Comment: One commenter suggested we require covered entities to request authorizations in a manner that does not in itself disclose sensitive information.
Response: We agree that covered entities should make reasonable efforts to avoid unintentional disclosures. In § 164.530(c)(2), we require covered entities to have in place appropriate administrative, technical, and physical safeguards to protect the privacy of protected health information.
Comment: Some commenters requested clarification that covered entities are permitted to seek authorization at the time of enrollment or when individuals otherwise first interact with covered entities. Similarly, commenters requested clarification that covered entities may disclose protected health information created after the date the authorization was signed but prior to the expiration date of the authorization. These commenters were concerned that otherwise multiple authorizations would be required to accomplish a single purpose. Other comments suggested that we prohibit prospective authorizations (i.e., authorizations requested prior to the creation of the protected health information to be disclosed under the authorization) because it is not possible for individuals to make informed decisions about these authorizations.

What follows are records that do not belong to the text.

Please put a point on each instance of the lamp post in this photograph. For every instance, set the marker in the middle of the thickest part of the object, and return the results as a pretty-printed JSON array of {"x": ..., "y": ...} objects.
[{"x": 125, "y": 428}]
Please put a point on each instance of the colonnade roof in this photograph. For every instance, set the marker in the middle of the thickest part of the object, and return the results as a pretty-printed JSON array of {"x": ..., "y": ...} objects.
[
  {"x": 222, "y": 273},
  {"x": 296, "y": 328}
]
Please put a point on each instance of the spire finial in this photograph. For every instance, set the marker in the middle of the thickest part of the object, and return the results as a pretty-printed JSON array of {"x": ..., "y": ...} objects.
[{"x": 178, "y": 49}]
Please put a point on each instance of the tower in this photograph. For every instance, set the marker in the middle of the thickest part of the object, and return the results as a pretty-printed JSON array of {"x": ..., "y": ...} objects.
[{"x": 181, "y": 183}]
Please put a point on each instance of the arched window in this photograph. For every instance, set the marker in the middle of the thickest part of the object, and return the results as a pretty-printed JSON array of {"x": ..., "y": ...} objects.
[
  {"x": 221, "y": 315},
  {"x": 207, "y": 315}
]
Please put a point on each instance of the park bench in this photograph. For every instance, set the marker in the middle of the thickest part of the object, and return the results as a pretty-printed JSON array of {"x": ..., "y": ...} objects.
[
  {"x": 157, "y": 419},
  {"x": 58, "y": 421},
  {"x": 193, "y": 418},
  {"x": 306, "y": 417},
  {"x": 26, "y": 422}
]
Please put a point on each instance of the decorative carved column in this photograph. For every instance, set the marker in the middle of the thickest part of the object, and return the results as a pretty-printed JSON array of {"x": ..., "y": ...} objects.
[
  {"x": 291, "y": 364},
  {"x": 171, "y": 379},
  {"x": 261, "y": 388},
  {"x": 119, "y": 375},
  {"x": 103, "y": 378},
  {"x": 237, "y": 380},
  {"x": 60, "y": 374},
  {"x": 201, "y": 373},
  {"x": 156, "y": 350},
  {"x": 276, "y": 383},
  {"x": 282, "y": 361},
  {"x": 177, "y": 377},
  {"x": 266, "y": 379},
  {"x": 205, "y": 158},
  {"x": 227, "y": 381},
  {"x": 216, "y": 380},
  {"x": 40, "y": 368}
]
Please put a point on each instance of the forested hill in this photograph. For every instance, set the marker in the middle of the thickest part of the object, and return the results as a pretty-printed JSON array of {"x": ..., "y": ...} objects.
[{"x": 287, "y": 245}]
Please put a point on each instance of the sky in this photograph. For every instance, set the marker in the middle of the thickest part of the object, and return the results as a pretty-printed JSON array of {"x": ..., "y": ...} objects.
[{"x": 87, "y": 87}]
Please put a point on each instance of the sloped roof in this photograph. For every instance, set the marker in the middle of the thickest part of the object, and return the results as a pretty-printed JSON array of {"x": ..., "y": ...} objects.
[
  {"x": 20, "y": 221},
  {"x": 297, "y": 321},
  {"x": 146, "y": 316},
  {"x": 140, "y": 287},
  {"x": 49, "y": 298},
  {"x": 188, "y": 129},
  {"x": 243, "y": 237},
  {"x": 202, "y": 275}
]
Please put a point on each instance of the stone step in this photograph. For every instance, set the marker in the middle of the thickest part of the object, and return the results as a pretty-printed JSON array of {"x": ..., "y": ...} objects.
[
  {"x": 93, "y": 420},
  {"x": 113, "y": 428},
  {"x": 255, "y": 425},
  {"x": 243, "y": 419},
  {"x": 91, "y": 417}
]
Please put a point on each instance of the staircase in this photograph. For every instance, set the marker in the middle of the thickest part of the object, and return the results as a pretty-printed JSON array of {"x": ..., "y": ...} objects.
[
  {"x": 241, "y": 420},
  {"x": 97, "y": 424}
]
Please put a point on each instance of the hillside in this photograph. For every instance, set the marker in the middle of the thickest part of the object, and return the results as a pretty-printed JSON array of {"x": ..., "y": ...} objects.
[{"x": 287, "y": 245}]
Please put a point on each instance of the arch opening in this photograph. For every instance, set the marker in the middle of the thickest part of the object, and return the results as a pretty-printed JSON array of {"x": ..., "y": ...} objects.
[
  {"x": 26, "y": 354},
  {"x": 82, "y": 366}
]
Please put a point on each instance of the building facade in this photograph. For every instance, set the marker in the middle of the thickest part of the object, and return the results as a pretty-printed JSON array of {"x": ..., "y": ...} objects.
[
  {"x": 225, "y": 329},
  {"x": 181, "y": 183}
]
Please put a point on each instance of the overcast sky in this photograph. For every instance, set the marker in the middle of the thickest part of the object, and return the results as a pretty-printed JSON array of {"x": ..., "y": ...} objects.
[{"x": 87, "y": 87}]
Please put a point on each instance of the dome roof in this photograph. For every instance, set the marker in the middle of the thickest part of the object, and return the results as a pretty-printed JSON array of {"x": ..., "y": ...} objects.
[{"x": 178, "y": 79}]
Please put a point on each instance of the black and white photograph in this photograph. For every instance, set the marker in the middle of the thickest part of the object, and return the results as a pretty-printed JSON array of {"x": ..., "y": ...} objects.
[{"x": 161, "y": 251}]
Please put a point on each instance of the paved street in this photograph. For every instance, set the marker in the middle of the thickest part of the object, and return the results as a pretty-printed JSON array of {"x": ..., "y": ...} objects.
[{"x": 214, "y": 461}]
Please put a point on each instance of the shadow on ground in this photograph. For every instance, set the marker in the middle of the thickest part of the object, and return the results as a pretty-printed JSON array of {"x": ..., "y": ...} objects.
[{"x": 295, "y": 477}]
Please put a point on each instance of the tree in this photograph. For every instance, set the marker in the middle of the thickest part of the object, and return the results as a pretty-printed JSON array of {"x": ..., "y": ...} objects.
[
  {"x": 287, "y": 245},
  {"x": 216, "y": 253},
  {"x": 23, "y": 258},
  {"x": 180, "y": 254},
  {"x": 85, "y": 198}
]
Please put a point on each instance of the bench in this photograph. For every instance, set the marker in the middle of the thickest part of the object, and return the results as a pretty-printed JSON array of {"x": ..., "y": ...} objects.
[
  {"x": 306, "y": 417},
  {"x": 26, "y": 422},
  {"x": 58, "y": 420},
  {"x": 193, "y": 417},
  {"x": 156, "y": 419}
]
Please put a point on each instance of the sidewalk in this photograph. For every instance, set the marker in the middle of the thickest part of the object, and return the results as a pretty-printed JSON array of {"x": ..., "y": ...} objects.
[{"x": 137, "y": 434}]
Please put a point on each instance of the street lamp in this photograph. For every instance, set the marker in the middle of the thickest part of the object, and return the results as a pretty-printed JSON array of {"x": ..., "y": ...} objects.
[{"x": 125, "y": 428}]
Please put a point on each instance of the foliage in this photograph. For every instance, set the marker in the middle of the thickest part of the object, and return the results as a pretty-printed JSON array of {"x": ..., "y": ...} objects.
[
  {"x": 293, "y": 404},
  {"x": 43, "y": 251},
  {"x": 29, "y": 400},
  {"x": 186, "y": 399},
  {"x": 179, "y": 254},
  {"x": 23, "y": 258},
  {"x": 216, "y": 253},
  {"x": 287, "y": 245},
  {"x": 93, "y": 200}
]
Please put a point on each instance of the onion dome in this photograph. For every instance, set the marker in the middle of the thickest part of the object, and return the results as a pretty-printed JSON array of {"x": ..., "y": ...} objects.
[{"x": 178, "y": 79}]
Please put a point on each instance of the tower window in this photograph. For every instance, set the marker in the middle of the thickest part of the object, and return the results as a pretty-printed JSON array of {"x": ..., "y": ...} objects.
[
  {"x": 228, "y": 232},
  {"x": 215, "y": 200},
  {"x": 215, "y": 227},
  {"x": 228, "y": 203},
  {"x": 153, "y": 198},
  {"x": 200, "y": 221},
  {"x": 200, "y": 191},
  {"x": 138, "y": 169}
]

Response: We confirm that covered entities may act on authorizations signed in advance of the creation of the protected health information to be released. We note, however, that all of the required elements must be completed, including a description of the protected health information to be used or disclosed pursuant to the authorization. This description must identify the information in a specific and meaningful fashion so that the individual can make an informed decision as to whether to sign the authorization.

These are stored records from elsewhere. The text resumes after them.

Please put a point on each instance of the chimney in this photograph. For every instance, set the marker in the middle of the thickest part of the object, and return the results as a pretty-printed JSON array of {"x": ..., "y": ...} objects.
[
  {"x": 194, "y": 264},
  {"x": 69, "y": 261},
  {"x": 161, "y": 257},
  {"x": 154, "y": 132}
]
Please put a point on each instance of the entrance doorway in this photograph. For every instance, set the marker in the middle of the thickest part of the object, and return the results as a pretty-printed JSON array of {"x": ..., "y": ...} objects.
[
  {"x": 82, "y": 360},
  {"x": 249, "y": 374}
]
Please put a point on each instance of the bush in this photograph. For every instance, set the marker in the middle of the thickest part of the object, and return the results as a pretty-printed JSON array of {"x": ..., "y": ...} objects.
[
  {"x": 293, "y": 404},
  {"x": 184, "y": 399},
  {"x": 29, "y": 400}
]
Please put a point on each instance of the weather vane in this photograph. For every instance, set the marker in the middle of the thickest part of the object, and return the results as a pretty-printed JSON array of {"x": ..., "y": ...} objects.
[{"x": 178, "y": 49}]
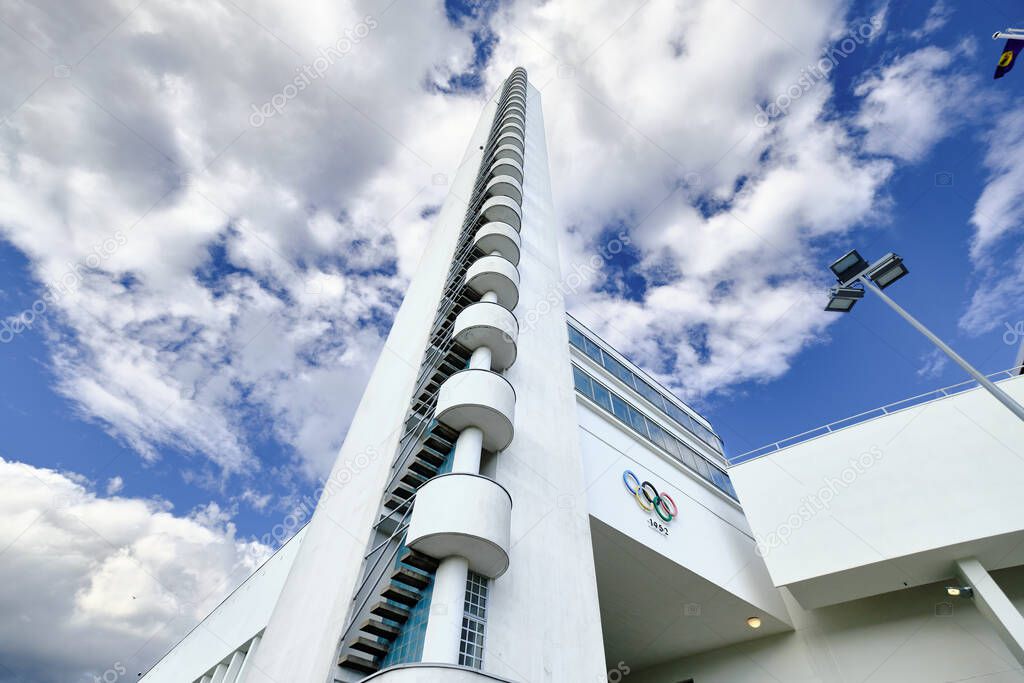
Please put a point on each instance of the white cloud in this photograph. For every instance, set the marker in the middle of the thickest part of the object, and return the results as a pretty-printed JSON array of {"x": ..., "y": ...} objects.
[
  {"x": 317, "y": 211},
  {"x": 937, "y": 17},
  {"x": 997, "y": 216},
  {"x": 912, "y": 102},
  {"x": 115, "y": 581},
  {"x": 251, "y": 272},
  {"x": 623, "y": 136},
  {"x": 932, "y": 365}
]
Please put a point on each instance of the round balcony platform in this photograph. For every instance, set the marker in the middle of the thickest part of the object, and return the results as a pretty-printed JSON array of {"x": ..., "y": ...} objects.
[
  {"x": 512, "y": 127},
  {"x": 478, "y": 398},
  {"x": 507, "y": 167},
  {"x": 463, "y": 514},
  {"x": 513, "y": 139},
  {"x": 500, "y": 238},
  {"x": 502, "y": 209},
  {"x": 504, "y": 185},
  {"x": 494, "y": 273},
  {"x": 508, "y": 152},
  {"x": 514, "y": 109},
  {"x": 489, "y": 325},
  {"x": 514, "y": 117}
]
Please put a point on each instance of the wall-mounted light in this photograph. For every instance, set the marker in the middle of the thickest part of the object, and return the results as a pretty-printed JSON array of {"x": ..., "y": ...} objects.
[
  {"x": 843, "y": 298},
  {"x": 849, "y": 266}
]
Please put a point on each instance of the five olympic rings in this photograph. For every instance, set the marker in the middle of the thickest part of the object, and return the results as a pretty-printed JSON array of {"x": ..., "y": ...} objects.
[{"x": 648, "y": 499}]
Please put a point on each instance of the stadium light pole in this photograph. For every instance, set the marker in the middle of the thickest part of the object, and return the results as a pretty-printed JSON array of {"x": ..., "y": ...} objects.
[{"x": 852, "y": 269}]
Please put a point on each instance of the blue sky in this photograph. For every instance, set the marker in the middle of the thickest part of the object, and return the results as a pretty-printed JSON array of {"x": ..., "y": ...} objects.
[
  {"x": 199, "y": 377},
  {"x": 872, "y": 357}
]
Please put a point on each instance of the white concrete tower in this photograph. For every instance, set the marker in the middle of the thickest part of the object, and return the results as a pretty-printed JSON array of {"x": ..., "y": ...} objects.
[{"x": 452, "y": 542}]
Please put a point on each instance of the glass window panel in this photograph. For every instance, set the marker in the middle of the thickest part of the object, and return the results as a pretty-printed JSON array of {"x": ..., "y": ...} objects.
[
  {"x": 656, "y": 434},
  {"x": 650, "y": 393},
  {"x": 593, "y": 350},
  {"x": 620, "y": 408},
  {"x": 602, "y": 396},
  {"x": 637, "y": 421},
  {"x": 582, "y": 381},
  {"x": 702, "y": 468},
  {"x": 720, "y": 478},
  {"x": 687, "y": 457},
  {"x": 619, "y": 370}
]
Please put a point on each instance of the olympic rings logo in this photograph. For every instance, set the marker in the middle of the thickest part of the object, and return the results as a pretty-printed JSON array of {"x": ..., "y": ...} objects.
[{"x": 648, "y": 499}]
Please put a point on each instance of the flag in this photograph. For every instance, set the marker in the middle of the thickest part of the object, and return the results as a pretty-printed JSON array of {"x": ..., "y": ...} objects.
[{"x": 1008, "y": 57}]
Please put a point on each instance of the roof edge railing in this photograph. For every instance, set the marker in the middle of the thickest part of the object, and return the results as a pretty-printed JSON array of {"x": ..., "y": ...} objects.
[{"x": 866, "y": 416}]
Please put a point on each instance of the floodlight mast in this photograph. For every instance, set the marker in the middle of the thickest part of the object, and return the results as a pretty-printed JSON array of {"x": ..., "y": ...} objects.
[
  {"x": 999, "y": 394},
  {"x": 885, "y": 265},
  {"x": 1009, "y": 34}
]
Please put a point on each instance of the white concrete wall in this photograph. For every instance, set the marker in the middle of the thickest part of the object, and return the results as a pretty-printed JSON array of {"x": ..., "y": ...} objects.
[
  {"x": 901, "y": 637},
  {"x": 543, "y": 622},
  {"x": 233, "y": 622},
  {"x": 710, "y": 537},
  {"x": 892, "y": 502},
  {"x": 302, "y": 638}
]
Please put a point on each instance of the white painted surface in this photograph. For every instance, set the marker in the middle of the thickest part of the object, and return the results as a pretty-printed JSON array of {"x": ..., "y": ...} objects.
[
  {"x": 709, "y": 538},
  {"x": 911, "y": 636},
  {"x": 488, "y": 325},
  {"x": 301, "y": 641},
  {"x": 495, "y": 273},
  {"x": 501, "y": 238},
  {"x": 895, "y": 501},
  {"x": 993, "y": 603},
  {"x": 440, "y": 642},
  {"x": 232, "y": 623},
  {"x": 543, "y": 617},
  {"x": 427, "y": 673},
  {"x": 478, "y": 398},
  {"x": 467, "y": 515},
  {"x": 502, "y": 209}
]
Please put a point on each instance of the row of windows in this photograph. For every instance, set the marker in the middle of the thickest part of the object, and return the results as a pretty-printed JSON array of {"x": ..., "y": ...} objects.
[
  {"x": 628, "y": 415},
  {"x": 474, "y": 622},
  {"x": 409, "y": 645},
  {"x": 634, "y": 381}
]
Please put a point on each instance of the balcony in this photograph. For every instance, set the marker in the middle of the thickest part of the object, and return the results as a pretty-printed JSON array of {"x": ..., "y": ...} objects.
[
  {"x": 503, "y": 210},
  {"x": 509, "y": 152},
  {"x": 504, "y": 185},
  {"x": 478, "y": 398},
  {"x": 494, "y": 273},
  {"x": 500, "y": 238},
  {"x": 467, "y": 515},
  {"x": 507, "y": 167},
  {"x": 512, "y": 128},
  {"x": 894, "y": 500},
  {"x": 488, "y": 325},
  {"x": 514, "y": 117}
]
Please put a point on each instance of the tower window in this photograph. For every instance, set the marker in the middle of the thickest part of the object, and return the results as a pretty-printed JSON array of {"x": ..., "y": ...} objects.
[{"x": 474, "y": 622}]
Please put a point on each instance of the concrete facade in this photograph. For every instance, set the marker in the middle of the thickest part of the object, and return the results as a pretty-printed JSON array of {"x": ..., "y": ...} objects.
[{"x": 596, "y": 513}]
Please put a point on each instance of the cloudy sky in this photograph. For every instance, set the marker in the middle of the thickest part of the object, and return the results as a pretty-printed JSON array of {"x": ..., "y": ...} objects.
[{"x": 199, "y": 263}]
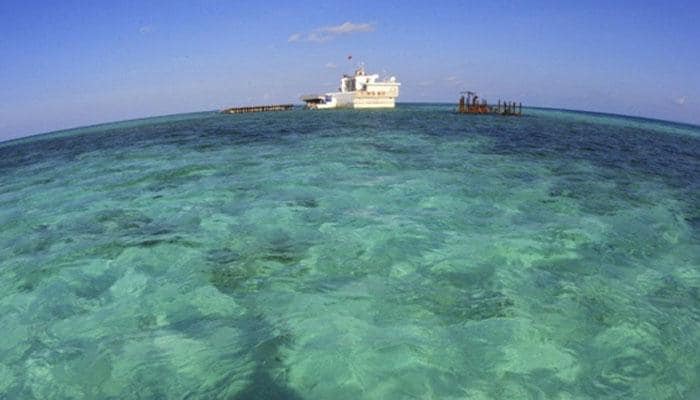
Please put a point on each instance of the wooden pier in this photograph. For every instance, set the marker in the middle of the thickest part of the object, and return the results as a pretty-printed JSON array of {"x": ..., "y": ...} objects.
[
  {"x": 274, "y": 107},
  {"x": 472, "y": 105}
]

Comment: Some commenters suggested that the final rule prohibit financial incentives, such as premium discounts, designed to encourage individuals to sign authorizations.
Response: We do not prohibit or require financial incentives for authorizations. We have attempted to ensure that authorizations are entered into voluntary. If a covered entity chooses to offer a financial incentive for the individual to sign the authorization, and the individual chooses to accept it, they are free to do so.